Mr Pettingill said: “It was part of the continuing discussion that we need to talk about legalization of marijuana or decriminalization in some form.”
He added that the majority of callers to the show last Sunday appeared to back a relaxation of the law on marijuana.
Mr Pettingill said: “I got the feeling that there were a lot of older people who called in who were in support of a change — it’s been the elephant in the room for a long period of time. Everybody who was calling in was very pro-legalisation.”
He added: “That doesn’t surprise me at all — I think that, across the board, across the island and across the political divide, that’s certainly the type response I have had.”
And Mr Pettingill said: “I am not an advocate either way, but that’s the response I have seen — that people are in favour of some form of legalization.”
Mr Denbrook, a graduate of the prestigious Royal Central School of Speech and Drama, backed Mr Pettingill.
He said: “A lot of the calls were really positive and productive and all of them were showing they were definitely in favour of some level of decriminalization and more regulation.”

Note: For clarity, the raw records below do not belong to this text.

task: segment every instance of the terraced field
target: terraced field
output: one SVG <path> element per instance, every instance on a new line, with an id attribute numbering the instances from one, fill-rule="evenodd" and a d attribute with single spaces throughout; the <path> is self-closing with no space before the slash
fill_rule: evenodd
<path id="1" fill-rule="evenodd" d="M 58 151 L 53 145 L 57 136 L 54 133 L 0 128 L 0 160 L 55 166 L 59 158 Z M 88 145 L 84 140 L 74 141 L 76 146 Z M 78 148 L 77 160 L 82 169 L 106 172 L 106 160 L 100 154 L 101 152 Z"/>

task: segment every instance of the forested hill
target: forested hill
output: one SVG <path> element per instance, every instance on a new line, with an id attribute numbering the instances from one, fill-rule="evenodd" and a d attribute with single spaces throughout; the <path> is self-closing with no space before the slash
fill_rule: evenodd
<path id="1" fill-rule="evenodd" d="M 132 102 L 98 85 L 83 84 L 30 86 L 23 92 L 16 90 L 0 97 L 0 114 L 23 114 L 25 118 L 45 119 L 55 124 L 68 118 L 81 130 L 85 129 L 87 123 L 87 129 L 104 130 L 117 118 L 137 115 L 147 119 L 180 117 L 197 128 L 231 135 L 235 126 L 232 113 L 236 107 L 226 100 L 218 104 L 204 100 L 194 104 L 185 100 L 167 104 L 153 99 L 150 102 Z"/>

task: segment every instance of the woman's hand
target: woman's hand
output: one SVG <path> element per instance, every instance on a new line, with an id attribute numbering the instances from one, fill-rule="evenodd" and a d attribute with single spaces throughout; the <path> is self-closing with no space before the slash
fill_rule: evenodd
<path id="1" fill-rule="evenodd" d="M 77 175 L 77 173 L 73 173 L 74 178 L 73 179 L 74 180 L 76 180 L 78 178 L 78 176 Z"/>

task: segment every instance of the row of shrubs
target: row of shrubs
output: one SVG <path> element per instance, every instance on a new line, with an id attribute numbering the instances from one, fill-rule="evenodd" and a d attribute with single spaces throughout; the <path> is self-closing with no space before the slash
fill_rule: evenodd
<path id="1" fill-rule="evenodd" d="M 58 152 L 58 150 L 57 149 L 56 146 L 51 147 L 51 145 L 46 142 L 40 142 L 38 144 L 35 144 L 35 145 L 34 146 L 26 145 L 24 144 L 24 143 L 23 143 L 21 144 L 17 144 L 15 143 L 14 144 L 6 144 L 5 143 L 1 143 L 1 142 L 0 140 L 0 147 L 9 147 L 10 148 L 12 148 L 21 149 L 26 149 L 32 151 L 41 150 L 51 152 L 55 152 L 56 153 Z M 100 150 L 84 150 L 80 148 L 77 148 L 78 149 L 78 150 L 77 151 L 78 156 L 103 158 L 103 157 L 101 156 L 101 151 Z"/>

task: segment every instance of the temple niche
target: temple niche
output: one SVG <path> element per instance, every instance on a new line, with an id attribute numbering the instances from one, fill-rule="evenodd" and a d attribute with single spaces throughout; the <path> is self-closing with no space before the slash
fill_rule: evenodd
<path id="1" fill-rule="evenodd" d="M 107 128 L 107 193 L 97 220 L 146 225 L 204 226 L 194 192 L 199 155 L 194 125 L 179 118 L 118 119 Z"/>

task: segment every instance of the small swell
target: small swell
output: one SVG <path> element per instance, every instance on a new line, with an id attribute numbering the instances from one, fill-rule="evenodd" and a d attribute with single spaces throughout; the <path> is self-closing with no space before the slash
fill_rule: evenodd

He added he was surprised that many of the calls came from older people.
Mr Denbrook said: “It suggests that use of marijuana is quite widespread.”
Some US states have legalised marijuana for medical use, while others have either allowed non-medical use or decriminalized possession down to the equivalent of a parking ticket. England and Wales have also loosened its laws, with confiscation and a warning letter or fine the norm for one or two seizures, while Scotland, which has a separate legal system, uses fiscal fines for small amounts of the drug.
Other European countries have also downgraded cannabis possession or legalised it.